Если бы эта идея сработала, то активировать и деактивировать нейроны, в которые он ввел белок, можно было бы через подсоединенные к мозгу оптоволоконные кабели; для управления передаваемым по ним светом понадобится лишь стоящий рядом ноутбук. Хотя оптогенетику можно использовать по-разному, теоретически – если бы Дейссерот стимулировал нужные нейроны – он смог бы управлять моторной корой, поведением и даже воспоминаниями.
В решение этой неврологической задачи Дейссерот вложил значительную часть бюджета своей лаборатории; работа длилась десятки лет – серьезный риск. Но если бы нейробиолог преуспел, он получил бы жесткий контроль над первичными строительными блоками содержимого разума, включая память.
Прорыв в области оптогенетики произошел в 2013 году в Массачусетском технологическом институте[14], когда исследователи успешно вживили в мозг мышей воспоминания о страхе. В 2014 году исследователи из Калифорнийского университета в Сан-Диего[15] стерли, а затем восстановили у мышей память, заставив их сперва забыть, а затем вспомнить удары током, которые они получали по лапкам.
Некоторые считают[16], что следующим шагом может стать удаление нежелательных воспоминаний не только у мышей, но и у человека.
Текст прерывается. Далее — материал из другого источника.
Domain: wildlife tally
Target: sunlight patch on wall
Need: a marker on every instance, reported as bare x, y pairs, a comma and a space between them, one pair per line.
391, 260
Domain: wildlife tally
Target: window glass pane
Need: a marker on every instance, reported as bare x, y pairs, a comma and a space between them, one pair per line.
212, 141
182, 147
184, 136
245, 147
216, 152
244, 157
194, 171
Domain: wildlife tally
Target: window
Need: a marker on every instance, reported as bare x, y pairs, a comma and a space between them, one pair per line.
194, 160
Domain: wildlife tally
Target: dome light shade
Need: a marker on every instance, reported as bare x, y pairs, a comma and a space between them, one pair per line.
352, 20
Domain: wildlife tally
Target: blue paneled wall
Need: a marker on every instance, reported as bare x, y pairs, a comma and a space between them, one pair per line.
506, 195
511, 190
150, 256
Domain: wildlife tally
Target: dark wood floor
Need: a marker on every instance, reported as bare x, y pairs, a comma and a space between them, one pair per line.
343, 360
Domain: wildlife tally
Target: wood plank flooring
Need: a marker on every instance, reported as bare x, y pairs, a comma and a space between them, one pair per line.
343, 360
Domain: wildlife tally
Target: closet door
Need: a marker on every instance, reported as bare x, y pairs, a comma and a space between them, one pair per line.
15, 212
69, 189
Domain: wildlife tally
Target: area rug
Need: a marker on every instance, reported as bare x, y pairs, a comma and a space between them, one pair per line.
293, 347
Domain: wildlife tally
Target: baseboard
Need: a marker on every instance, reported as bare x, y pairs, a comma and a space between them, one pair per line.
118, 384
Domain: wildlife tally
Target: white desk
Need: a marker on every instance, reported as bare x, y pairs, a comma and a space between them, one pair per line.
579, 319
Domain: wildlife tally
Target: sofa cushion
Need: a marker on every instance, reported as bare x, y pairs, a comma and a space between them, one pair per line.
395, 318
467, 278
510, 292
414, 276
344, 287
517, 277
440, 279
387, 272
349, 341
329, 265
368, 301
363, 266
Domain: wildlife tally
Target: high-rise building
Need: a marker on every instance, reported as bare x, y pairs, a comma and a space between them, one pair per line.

Мне показалось, что это может означать низвержение власти горя, которое давит на множество людей. Я задумался, нельзя ли удалить горе из мозга с точностью хирургического скальпеля – словно опухоль, которую требуется иссечь.
Философ Артур Шопенгауэр предположил[17], что «частичное или полное отсутствие памяти» можно считать «безумием». Мы изо всех сил пытаемся скорректировать нарратив о нашем прошлом, о себе. Наиболее жестоким является ассоциативный аспект памяти. Всего лишь легкий след определенного запаха может отправить наше сознание в прошлое – к тому или иному месту или к человеку. Иногда это прекрасная прустовская перспектива[18]. Но в случае горя такая связь может оказаться разрушительной.
Сойдя с самолета и отправившись в лабораторию к Дейссероту, я чувствовал, что нахожусь в конце пути. Я потратил годы на подавление своего горя, уехав в далекий город. Я был слишком связан со своим горем, ассоциировал себя с ним так, что идея уйти от него казалась мне такой же невероятной, как сбрасывание собственной кожи.
Как я теперь понимаю, поиск возможных способов лечения во многом был продиктован не только надеждой «справиться» с горем, но и желанием удержать его. Разыскивая решение, я лелеял свое горе. Действительно ли я верил, что смогу удалить свои воспоминания? Имело ли это значение? Поиск решений успокаивал. Это соответствовало известным мне общественным принципам: то, что нарушает порядок, является проблемой, а что следует делать с проблемами, если не устранять их? Рассматривая свое горе как задачу, с которой требуется разобраться, я вернул себя в то время, когда мама еще не умерла, – в период действия и возможностей, а не опустошенности и непонимания, что делать.
Я исследовал и исследовал, и в моем сознании в качестве возможного решения проблемы возникла оптогенетика. Я был убежден, что если смогу избавиться от воспоминаний, то смогу избавиться и от самых болезненных аспектов своего горя. Дейссерот понятия не имел, чего я от него ожидал, но, когда я съехал с автострады 101, каждая миля придавала мне уверенность в том, что каким-то образом все это должно сработать.